Kubelet, Pod, and Container Runtime Logs

LinuxExecution EvidenceKubernetesDisk ImageSIEM / Log Aggregator

Location

journalctl -u kubelet, /var/log/pods/, /var/log/containers/, and CRI runtime metadata

Description

Node-level Kubernetes evidence including kubelet service logs, pod and container log symlinks, runtime log files, and event traces for workloads scheduled on the node.

Forensic Value

Kubelet and pod logs show how attacker workloads behaved after they reached a node. They reveal crash loops, repeated exec attempts, pulled images, container restarts, privilege errors, and stdout/stderr output that may not survive application cleanup inside the container.

Tools Required

journalctltarkubectlcrictl

Collection Commands

journalctl

journalctl -u kubelet --since "2026-03-01" > /forensics/output/kubelet_journal.txt

tar

tar czf /forensics/output/kubernetes_pod_logs.tar.gz /var/log/pods /var/log/containers 2>/dev/null

crictl

crictl ps -a > /forensics/output/crictl_ps.txt

Collection Constraints

  • Paths and log sources vary by distribution, init system, logging stack, and installed packages.

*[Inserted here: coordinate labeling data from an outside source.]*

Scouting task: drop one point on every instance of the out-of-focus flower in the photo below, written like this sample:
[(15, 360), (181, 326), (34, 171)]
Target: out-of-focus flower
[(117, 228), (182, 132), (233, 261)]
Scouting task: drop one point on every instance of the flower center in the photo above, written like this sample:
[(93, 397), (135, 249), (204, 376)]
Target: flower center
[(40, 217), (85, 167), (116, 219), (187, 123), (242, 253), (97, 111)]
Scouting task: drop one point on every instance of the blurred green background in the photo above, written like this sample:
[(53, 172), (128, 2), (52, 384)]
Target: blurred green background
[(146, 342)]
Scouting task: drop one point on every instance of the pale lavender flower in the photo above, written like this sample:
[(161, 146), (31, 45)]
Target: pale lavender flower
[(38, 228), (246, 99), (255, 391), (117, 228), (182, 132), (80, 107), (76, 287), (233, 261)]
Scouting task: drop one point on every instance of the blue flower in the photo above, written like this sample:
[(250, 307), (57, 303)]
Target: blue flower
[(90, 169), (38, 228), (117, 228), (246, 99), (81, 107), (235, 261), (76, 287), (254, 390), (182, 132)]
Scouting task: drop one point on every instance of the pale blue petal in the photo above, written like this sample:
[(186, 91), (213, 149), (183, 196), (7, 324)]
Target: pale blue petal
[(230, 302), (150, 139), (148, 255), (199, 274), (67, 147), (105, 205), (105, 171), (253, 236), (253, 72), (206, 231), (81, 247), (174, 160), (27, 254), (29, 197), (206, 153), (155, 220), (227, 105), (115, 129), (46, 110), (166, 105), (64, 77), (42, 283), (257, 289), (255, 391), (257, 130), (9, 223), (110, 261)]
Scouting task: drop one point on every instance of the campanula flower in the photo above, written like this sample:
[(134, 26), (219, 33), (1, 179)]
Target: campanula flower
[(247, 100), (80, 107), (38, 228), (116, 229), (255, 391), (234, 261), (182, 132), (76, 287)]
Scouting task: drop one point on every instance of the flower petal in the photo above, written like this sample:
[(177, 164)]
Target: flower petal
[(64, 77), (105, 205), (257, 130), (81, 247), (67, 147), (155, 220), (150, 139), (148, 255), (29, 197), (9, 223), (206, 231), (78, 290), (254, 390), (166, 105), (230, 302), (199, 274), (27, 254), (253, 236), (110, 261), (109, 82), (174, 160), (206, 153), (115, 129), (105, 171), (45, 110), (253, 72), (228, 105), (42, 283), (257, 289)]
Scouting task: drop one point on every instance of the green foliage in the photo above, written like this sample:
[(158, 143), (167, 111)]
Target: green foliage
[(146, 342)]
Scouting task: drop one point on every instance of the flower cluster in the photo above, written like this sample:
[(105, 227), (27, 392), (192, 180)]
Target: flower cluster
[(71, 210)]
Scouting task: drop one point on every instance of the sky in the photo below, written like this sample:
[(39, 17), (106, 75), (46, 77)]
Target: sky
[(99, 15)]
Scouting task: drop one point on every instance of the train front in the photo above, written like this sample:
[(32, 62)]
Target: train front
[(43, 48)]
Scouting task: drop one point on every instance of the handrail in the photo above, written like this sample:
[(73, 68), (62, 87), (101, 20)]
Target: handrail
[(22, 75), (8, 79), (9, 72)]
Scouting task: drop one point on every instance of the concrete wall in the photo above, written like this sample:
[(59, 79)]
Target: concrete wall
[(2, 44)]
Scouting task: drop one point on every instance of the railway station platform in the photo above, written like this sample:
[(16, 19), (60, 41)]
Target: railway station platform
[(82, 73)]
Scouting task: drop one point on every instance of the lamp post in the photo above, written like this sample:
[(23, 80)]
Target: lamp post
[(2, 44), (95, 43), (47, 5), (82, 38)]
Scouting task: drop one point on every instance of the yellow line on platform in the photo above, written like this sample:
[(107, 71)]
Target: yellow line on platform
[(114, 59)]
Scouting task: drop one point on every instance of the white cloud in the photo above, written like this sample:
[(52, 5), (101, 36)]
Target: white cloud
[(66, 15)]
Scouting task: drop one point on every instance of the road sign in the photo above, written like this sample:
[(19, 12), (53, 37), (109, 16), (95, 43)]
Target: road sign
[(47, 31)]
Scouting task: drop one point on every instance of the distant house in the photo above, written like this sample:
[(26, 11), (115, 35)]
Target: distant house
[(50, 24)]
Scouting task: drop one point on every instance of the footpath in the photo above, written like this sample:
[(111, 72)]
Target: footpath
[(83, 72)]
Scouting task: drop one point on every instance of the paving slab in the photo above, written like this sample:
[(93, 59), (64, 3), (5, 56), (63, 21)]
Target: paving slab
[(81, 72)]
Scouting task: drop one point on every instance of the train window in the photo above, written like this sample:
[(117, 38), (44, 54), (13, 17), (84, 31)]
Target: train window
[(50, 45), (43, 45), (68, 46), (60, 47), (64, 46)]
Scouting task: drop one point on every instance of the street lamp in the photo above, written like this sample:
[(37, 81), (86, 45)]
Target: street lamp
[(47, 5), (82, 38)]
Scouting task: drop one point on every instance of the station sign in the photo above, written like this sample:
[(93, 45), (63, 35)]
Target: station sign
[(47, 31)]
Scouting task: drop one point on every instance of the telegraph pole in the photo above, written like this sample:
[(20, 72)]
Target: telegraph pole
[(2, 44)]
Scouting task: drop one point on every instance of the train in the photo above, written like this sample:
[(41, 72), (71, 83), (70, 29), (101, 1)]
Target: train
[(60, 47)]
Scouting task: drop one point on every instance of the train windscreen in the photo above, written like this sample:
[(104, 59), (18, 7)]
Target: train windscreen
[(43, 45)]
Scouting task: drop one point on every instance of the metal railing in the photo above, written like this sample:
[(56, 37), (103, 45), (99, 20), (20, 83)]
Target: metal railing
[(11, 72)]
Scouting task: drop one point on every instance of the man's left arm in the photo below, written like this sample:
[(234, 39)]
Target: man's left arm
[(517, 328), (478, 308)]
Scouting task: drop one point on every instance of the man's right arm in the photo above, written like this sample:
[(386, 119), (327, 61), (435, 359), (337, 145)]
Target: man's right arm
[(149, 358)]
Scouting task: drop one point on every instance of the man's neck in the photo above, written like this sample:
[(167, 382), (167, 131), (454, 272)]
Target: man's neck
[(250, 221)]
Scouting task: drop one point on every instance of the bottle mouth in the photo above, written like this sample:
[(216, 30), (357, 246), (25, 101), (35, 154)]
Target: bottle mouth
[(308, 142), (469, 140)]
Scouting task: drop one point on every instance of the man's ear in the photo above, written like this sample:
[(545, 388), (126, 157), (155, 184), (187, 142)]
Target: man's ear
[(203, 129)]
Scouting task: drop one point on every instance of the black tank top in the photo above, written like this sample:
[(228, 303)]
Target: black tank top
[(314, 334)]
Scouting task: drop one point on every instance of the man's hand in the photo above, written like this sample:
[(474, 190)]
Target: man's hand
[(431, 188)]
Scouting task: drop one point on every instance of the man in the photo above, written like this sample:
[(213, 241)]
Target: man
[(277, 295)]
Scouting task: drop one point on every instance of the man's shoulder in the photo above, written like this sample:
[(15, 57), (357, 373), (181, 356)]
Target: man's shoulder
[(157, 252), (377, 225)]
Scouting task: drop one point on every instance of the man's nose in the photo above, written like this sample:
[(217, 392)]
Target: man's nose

Validate the active distro and service set before treating absence as meaningful.
  • Centralized log copies may normalize, truncate, or drop fields relative to the original on-host artifact. Preserve the local source when scope and access permit.
  • Node and pod logs can rotate quickly on busy clusters or after attacker cleanup, so early export matters.
  • These logs are workload-scoped and must be correlated with API audit or control-plane evidence for full attribution.